Panorama du Médecin, 2 juin 2008.
Le dosage du PSA, de plus en plus souvent proposé par les médecins, permet de dépister des cancers de la prostate plus petits. Mais, faute de critères pour prédire leur évolution, un traitement agressif (l’ablation de la prostate) est le plus souvent proposé aux patients, même si l’on sait que certaines opérations seront au final inutiles. Pour affiner la stratégie thérapeutique, l’IRM dynamique est peut-être la solution. Peu développée aux Etats-Unis où on lui préfère encore l’IRM statique intrarectale, elle commence à prendre de l’importance en Europe.

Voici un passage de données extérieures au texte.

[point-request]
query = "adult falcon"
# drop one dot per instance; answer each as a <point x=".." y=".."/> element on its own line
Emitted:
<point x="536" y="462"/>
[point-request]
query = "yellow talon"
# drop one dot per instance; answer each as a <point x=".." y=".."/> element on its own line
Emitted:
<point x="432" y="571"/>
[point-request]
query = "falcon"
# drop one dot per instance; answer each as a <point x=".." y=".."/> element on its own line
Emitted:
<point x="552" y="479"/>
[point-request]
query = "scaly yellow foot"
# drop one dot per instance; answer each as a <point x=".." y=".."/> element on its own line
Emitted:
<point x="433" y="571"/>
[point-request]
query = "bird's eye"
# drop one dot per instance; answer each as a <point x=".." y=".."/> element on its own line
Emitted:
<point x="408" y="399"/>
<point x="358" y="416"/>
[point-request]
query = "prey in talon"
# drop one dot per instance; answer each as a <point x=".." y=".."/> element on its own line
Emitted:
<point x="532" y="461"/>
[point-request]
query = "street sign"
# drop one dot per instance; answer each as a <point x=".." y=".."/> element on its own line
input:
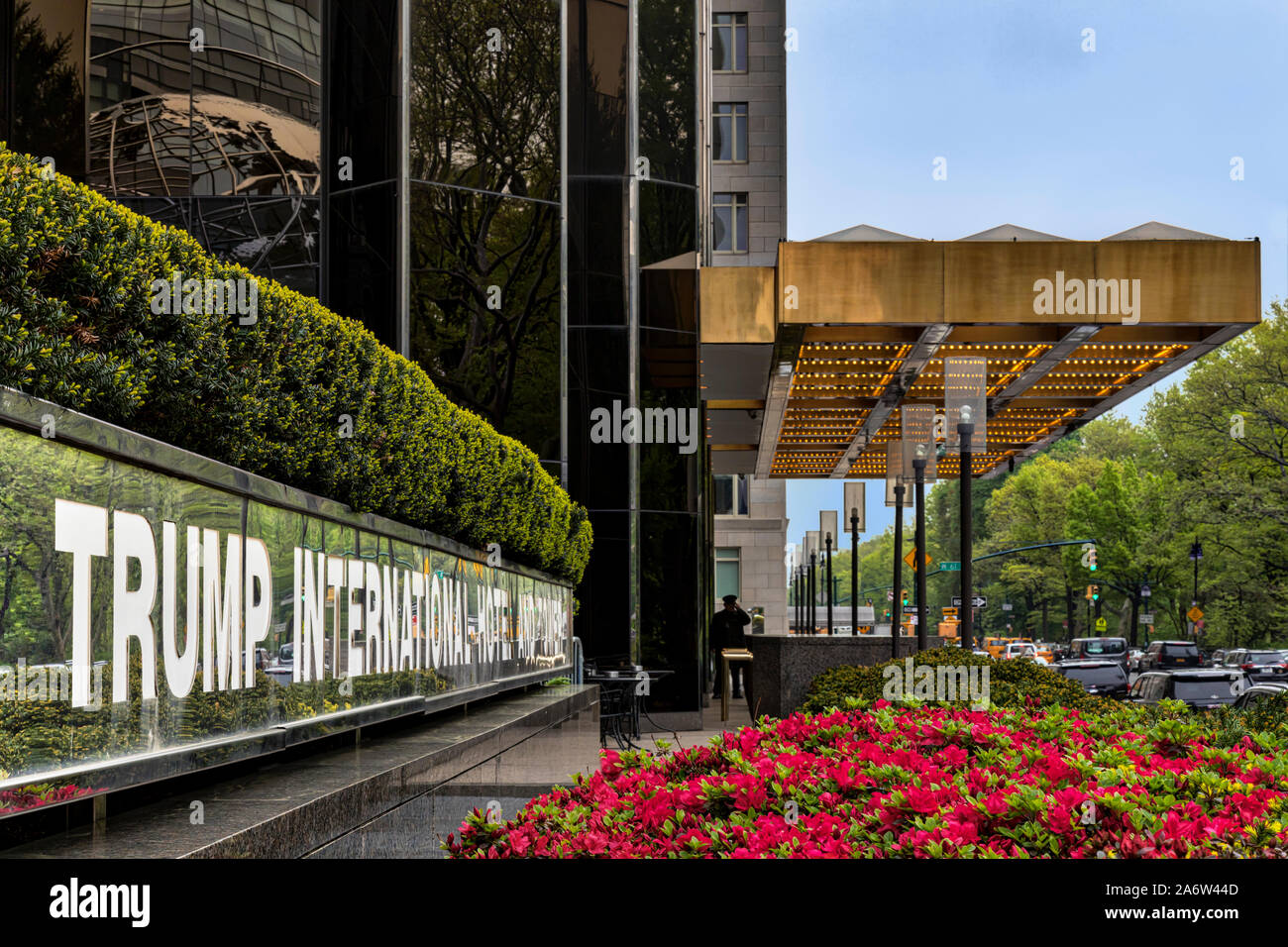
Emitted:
<point x="911" y="558"/>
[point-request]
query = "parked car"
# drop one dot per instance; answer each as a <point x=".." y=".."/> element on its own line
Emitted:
<point x="1098" y="648"/>
<point x="1260" y="664"/>
<point x="996" y="647"/>
<point x="1256" y="693"/>
<point x="1201" y="686"/>
<point x="282" y="671"/>
<point x="1044" y="651"/>
<point x="1099" y="677"/>
<point x="1022" y="650"/>
<point x="1160" y="656"/>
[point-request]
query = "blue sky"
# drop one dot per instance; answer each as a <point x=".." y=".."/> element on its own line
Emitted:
<point x="1035" y="132"/>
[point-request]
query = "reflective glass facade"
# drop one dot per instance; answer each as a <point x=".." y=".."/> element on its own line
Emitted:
<point x="505" y="191"/>
<point x="632" y="343"/>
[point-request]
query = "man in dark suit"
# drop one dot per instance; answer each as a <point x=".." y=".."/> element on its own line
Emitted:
<point x="726" y="633"/>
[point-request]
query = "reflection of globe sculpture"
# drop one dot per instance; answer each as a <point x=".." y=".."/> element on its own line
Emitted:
<point x="162" y="146"/>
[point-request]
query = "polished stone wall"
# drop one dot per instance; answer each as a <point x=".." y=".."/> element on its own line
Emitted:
<point x="784" y="667"/>
<point x="389" y="792"/>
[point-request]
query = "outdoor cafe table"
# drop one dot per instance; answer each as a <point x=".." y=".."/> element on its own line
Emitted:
<point x="626" y="690"/>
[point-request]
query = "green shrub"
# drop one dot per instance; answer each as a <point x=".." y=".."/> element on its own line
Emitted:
<point x="1013" y="684"/>
<point x="76" y="329"/>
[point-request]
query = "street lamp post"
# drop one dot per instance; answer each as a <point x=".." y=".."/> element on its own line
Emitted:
<point x="896" y="602"/>
<point x="827" y="527"/>
<point x="918" y="437"/>
<point x="797" y="594"/>
<point x="854" y="501"/>
<point x="964" y="397"/>
<point x="897" y="479"/>
<point x="811" y="545"/>
<point x="828" y="547"/>
<point x="1196" y="554"/>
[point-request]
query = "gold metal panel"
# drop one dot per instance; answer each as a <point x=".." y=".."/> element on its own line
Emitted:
<point x="992" y="281"/>
<point x="737" y="304"/>
<point x="1188" y="279"/>
<point x="862" y="282"/>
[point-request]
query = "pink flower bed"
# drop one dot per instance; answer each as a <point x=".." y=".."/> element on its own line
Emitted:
<point x="917" y="783"/>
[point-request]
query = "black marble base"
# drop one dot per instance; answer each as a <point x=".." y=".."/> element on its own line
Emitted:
<point x="296" y="808"/>
<point x="784" y="667"/>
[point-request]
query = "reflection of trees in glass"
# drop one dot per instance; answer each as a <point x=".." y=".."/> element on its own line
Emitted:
<point x="48" y="95"/>
<point x="501" y="363"/>
<point x="666" y="106"/>
<point x="485" y="118"/>
<point x="484" y="308"/>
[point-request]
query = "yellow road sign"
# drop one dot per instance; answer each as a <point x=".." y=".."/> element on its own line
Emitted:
<point x="911" y="558"/>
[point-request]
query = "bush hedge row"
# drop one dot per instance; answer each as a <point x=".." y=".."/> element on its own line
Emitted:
<point x="76" y="328"/>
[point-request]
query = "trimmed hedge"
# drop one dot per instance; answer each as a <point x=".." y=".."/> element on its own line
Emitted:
<point x="76" y="329"/>
<point x="1013" y="684"/>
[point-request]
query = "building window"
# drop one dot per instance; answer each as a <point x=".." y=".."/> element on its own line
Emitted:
<point x="729" y="124"/>
<point x="729" y="43"/>
<point x="729" y="222"/>
<point x="732" y="495"/>
<point x="726" y="571"/>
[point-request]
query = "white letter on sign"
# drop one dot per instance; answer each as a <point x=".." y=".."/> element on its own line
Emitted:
<point x="132" y="611"/>
<point x="80" y="530"/>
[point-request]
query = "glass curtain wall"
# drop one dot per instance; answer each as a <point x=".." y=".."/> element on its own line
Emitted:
<point x="632" y="210"/>
<point x="483" y="296"/>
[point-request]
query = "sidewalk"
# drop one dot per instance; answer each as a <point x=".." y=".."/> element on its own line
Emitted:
<point x="711" y="727"/>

Cet examen a en effet l’intérêt d’indiquer le volume de la tumeur, son extension et, de ce fait, son risque d’évolution, ainsi que sa situation. Elle permet également de visualiser une zone impossible à palper et à voir à l’échographie ainsi que les cancers de petite taille qui échappent souvent aux biopsies. Enfin, elle pourrait permettre de déceler des cancers à PSA normal, d’indiquer si une biopsie s’impose et la guider le cas échéant.